The charge goes on to state that “across and within its twelve Schools, Harvard offers its students, faculty, and staff many different experiential pathways but also elements of a common culture. What are the defining characteristics of Harvard’s common culture? That is, what is the lived experience of diversity, inclusion, empowerment, and belonging among students, staff, and faculty? How can we transform that culture to achieve not just inclusion but full belonging and empowerment for all members of our community?”
The recently completed Pulse Survey on Inclusion and Belonging was recommended by the Presidential Task Force to take the pulse of belonging at Harvard based on agreement or disagreement with the statement: “I feel like I belong at Harvard.”
But what does belonging to, or at, Harvard mean for all the members of the Harvard community—students, staff, and faculty? What does belonging to anything mean?
I can easily see why people want to come to Harvard, connect with Harvard, network at Harvard, exploit the corporate brand of Harvard, boast of being at Harvard, revel in the prestige of Harvard, or even make money from Harvard’s credentialing. But what about belonging at Harvard?
Diversity and inclusion are vital parts of belonging, but I can also see that the belonging word resonates with something even deeper in the human condition. You know that when someone says to you, as they have to me every now and again, “you know, I feel that I really belong here” that they are talking about something more than diversity and inclusion, though obviously not something less than that. What do people mean when they say they really belong somewhere? Here is my stab at the six most important aspects of belonging.
1. First, that to which we belong, not just affiliated with, should have some morally compelling reason for its existence beyond the exercise of privilege, cultural power, and the generation of resources for material comfort.
I call this the ethical component of belonging.
2. Belonging to an institution, as with belonging to a family, involves the acceptance of our own frailties and those of others in a spirit of generosity and mutual forbearance, even when we fiercely disagree with and irritate one another.
There is no belonging without self-acceptance. In the words of Sarah Ban Breathnach, “[I]t doesn’t matter whom you love or where you move from or to, you always take yourself with you. If you don’t know who you are, or if you’ve forgotten or misplaced her, then you’ll always feel as if you don’t belong.

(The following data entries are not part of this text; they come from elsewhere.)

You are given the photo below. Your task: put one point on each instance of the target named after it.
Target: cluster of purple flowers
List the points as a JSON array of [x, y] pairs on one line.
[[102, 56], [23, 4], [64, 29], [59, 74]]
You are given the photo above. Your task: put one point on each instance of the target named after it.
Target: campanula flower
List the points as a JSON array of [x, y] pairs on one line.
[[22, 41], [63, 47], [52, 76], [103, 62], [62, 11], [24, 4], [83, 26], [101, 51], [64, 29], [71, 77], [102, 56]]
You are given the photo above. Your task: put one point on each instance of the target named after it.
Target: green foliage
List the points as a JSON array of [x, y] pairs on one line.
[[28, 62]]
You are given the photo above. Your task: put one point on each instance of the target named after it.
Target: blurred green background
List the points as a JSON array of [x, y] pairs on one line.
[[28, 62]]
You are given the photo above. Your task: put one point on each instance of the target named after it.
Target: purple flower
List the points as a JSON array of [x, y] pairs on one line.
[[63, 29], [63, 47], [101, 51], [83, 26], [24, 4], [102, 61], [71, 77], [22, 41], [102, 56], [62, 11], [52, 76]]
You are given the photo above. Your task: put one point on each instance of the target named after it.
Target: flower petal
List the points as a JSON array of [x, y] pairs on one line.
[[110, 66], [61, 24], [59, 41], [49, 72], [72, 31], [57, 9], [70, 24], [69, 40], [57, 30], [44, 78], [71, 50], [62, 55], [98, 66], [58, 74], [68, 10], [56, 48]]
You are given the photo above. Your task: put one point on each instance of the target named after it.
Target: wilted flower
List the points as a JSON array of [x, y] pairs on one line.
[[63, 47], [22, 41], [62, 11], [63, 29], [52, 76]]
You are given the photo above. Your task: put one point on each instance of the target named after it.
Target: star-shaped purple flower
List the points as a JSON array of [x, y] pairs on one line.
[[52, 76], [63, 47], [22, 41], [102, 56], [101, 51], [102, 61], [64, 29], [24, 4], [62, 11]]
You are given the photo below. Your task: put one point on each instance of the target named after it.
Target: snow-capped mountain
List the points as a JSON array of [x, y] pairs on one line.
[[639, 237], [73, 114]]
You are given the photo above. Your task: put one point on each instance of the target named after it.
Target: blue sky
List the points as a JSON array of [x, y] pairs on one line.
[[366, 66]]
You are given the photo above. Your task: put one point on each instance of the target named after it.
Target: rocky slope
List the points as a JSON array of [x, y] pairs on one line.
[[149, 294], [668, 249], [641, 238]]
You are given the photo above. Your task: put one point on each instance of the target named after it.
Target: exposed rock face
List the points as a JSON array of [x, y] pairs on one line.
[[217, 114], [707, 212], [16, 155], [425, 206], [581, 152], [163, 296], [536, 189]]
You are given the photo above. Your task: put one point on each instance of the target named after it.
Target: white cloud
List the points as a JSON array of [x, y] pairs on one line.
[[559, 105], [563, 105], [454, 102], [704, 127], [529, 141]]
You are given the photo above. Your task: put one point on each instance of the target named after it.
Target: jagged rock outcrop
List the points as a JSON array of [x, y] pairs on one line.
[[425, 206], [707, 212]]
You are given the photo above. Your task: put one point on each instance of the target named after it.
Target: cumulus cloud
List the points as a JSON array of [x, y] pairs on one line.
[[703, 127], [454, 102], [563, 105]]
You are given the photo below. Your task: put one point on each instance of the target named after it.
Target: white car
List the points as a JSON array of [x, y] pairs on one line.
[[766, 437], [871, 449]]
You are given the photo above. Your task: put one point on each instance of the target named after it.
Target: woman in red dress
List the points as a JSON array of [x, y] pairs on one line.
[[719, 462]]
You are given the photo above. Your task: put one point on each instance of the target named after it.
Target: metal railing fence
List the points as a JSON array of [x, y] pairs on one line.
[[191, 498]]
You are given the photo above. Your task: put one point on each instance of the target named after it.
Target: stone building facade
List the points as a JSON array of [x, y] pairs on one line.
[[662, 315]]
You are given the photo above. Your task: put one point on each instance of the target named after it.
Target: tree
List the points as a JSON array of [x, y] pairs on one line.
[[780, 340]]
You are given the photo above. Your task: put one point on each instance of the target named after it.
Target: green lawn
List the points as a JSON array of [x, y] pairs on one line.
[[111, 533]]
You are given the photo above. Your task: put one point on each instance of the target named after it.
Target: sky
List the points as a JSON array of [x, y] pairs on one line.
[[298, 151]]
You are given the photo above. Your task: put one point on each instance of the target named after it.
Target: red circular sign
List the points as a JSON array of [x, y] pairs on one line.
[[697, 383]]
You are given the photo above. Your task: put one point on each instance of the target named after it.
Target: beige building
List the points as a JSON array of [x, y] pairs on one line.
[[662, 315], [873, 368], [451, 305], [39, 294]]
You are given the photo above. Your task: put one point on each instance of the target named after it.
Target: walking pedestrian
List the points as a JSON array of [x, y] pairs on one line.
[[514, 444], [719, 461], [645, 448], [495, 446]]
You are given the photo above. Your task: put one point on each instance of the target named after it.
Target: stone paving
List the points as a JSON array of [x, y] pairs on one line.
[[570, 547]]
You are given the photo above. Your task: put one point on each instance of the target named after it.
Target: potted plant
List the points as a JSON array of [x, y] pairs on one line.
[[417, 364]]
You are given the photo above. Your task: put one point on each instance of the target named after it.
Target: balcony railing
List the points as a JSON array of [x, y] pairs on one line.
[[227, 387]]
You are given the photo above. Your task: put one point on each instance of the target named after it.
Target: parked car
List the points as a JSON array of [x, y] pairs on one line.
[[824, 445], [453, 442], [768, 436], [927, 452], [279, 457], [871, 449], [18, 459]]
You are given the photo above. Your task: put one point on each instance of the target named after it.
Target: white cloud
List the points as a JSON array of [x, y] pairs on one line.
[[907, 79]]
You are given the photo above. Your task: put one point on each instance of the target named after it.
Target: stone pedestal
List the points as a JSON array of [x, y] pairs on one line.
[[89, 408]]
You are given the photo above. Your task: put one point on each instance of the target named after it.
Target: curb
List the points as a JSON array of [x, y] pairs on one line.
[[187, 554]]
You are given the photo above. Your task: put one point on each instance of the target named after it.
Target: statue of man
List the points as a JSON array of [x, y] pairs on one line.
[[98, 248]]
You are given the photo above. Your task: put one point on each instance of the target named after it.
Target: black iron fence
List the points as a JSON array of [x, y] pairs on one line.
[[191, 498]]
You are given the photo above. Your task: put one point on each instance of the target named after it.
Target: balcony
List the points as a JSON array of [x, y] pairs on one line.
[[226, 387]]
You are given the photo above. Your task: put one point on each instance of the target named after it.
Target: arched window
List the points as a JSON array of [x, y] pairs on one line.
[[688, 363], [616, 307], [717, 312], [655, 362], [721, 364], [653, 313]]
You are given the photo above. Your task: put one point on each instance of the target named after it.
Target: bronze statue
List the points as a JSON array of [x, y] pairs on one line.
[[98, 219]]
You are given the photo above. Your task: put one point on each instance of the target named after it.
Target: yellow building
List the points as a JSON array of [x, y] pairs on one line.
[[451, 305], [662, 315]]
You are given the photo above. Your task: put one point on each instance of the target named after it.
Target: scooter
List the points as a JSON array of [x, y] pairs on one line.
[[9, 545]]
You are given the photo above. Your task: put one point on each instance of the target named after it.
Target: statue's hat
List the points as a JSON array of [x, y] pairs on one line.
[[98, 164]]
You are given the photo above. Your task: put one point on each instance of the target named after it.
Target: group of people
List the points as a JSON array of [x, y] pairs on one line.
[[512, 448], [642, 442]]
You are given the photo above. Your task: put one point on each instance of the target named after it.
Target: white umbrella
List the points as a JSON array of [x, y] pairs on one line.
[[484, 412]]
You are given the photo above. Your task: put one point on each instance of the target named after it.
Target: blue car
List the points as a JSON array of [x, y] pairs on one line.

Anywhere.”
I call this the human component of belonging.
3. We cannot belong anywhere where we know people in our community are being humiliated or diminished or treated with disrespect. Desmond Tutu calls this ubuntu.
“A person with ubuntu is open and available to others, affirming of others, does not feel threatened that others are able and good, for he or she has a proper self-assurance that comes from knowing that he or she belongs in a greater whole and is diminished when others are humiliated or diminished, when others are tortured or oppressed.”
I call this the social justice component of belonging.
4. A true sense of belonging comes only with a sense that our deepest longing for belonging is shared by everyone. F. Scott Fitzgerald writes that that is “part of the beauty of all literature. You discover that your longings are universal longings, that you’re not lonely and isolated from anyone. You belong.”
That quote is not only about the importance of belonging, but is also a ringing endorsement of why the arts and humanities matter at Harvard just as much as the big battalions of science and technology, which at their best are informed by the same values.
I call this the universal longing of belonging.
5. We can’t belong anywhere if we don’t want to belong and take on the responsibility and commitment of belonging. As long as we are content to stand aloof from community with a critical spirit of detachment, disengagement, or judgment we will never belong. We may achieve a kind of smug self-satisfaction that way, but we will never discover the warmth of heart and spirit that belonging brings.
I call this the responsible component of belonging.
6. Finally, any well-functioning family or community has a set of characteristics that include a desire to look out for another, an ability to create inclusive celebrations and rituals, a commitment to kindness, a spirit of forgiveness, and a lightness of touch often characterized by a gentle humor that does not operate at someone else’s expense.
I call this the belonging aspect of belonging.
Belonging is a powerful word. It resonates with self-acceptance, with community, with a sense of home, of somehow being where we are meant to be, and where we can flourish individually and corporately.
Belonging is deeply ethical, transformatively human, connected to social justice, rooted in a universal longing, and is something which every one of us must take responsibility for.
Belonging is a beautiful word. It is worth striving for. It should be who we are.
David N. Hempton is Dean of the Faculty of Divinity, Alonzo L. McDonald Family Professor of Evangelical Theological Studies, and John Lord O'Brian Professor of Divinity.